JSE-listed Hospitality Property Fund invests exclusively in hotel and leisure properties and has interests in 23 hotel and resort properties in SA.
Nelson said the operating performance of the South African hotel industry had deteriorated significantly during the five months to November compared with the corresponding period in 2008. The latest STR Global HotelBenchmark statistics indicated that occupancies had declined 14,2%, while average daily room rates had decreased 0,5%, resulting in a decline of 14,6% in revenue per available room.

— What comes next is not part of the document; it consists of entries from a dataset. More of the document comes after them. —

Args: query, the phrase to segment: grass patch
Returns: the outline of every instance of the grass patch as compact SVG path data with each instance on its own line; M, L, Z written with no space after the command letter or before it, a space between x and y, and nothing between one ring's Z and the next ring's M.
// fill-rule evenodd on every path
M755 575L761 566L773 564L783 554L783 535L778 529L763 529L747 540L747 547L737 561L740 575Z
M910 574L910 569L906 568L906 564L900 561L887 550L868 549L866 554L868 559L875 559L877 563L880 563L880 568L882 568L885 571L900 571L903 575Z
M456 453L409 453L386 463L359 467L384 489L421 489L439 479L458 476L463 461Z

Hospitality confirmed that this trend was reflected in the performance of its hotels.
“The decline in revenues has occurred whilst staff and supplier costs have increased by 6%-8%, which has further eroded profitability,” Nelson said. Although operating expenses were reduced in anticipation of lower business volumes, some fixed expenses such as rates and electricity had increased significantly.

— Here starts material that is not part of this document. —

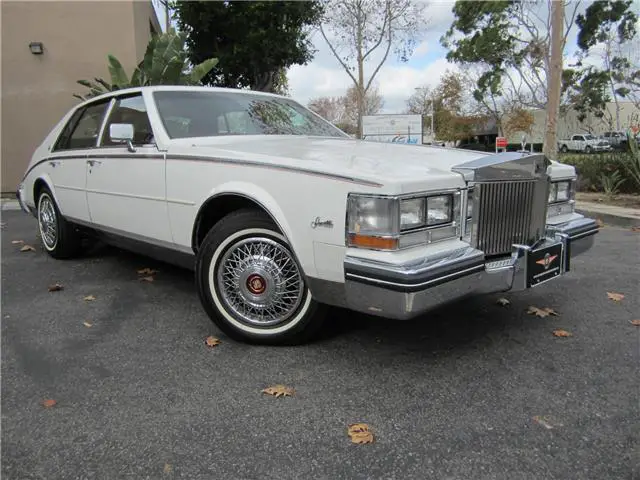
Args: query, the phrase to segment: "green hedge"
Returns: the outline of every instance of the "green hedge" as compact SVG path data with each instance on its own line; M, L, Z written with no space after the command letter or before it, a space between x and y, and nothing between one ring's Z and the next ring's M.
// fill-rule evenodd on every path
M635 161L630 152L560 154L558 161L576 167L580 192L602 192L603 174L609 176L618 171L623 179L619 193L640 193L640 187L625 168L625 162L629 165Z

While Hospitality’s forward bookings suggested that the corporate and conferencing market segments should pick up from next month, foreign leisure travel was likely to remain depressed in the early part of this year and government conferencing volumes had remained substantially below historic volumes.
Nelson said that in this environment, the Soccer World Cup was superbly timed and placed to revive SA’s hotel profits. Most of Hospitality’s hotels were contracted to major clients, with deposits secured.
“Now our focus is set on ensuring that maximum benefit is derived, both pre- and post event.”
Hospitality’s units in issue comprise A- and B-linked units. A linked units have a preferential claim to earnings, with growth of 5% per linked unit for the current reporting period, while B-linked units receive the balance of the earnings. Due to the leveraging effect, distributions of this unit are expected to be 55%-65% down.
Last month, the hospitality fund issued a trading statement warning that its total distribution per linked unit for its next distribution period, ending December, was likely to be between 30% and 40% lower than that of the previous corresponding period.